Apache Spark on GCP Dataproc - synccomputingcode/user_documentation GitHub Wiki

Obtaining cluster and Apache Spark configuration recommendations requires the cluster information and the Apache Spark event logs.

Collecting cluster information

The GCP gcloud command line utility can provide the necessary dataproc cluster information. See example command below: gcloud dataproc clusters describe {my_cluster} --region=us-central1

See guidance in GCP documentation here.

Enabling event log storage

To enable storing the event logs to an accessible Google cloud storage requires adding specific properties during cluster creation.
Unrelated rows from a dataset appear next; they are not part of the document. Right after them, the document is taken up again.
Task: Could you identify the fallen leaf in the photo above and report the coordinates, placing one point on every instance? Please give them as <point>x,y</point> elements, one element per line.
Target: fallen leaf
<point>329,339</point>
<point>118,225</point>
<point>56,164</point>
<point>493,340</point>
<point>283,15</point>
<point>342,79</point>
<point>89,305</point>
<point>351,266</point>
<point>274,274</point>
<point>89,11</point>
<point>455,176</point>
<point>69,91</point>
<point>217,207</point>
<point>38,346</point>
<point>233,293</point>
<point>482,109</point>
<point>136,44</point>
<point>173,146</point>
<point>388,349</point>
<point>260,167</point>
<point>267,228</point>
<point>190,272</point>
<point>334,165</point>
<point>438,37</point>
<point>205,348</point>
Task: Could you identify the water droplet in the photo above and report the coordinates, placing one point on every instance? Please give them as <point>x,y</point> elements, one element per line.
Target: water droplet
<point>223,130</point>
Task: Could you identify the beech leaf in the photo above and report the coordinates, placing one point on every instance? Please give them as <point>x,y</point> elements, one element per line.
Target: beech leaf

Example below is using the gcloud command line:

gcloud dataproc clusters create {cluster-name} \
    --region={region} \
    --image-version={version} \
    --enable-component-gateway \
    --properties='dataproc:job.history.to-gcs.enabled=true,
spark:spark.history.fs.logDirectory=gs://{bucket-name}/{directory}/spark-job-history,
spark:spark.eventLog.dir=gs://{bucket-name}/{directory}/spark-job-history'

If the Dataproc REST API is employed, the parameters are set under "softwareConfig". See example snippet below.

    "softwareConfig": {
        "properties": {
            "spark.history.fs.logDirectory": "gs://{bucket-name}/{directory}/spark-job-history",
            "spark.eventLog.dir": "gs://{bucket-name}/{directory}/spark-job-history"
        }
    }

After an Apache Spark job completes on a GCP Dataproc cluster, the event log can be found in the spark.eventLog.dir Google cloud storage location. The log typically is named application_{numeric identifier}

See guidance in GCP Dataproc documentation here.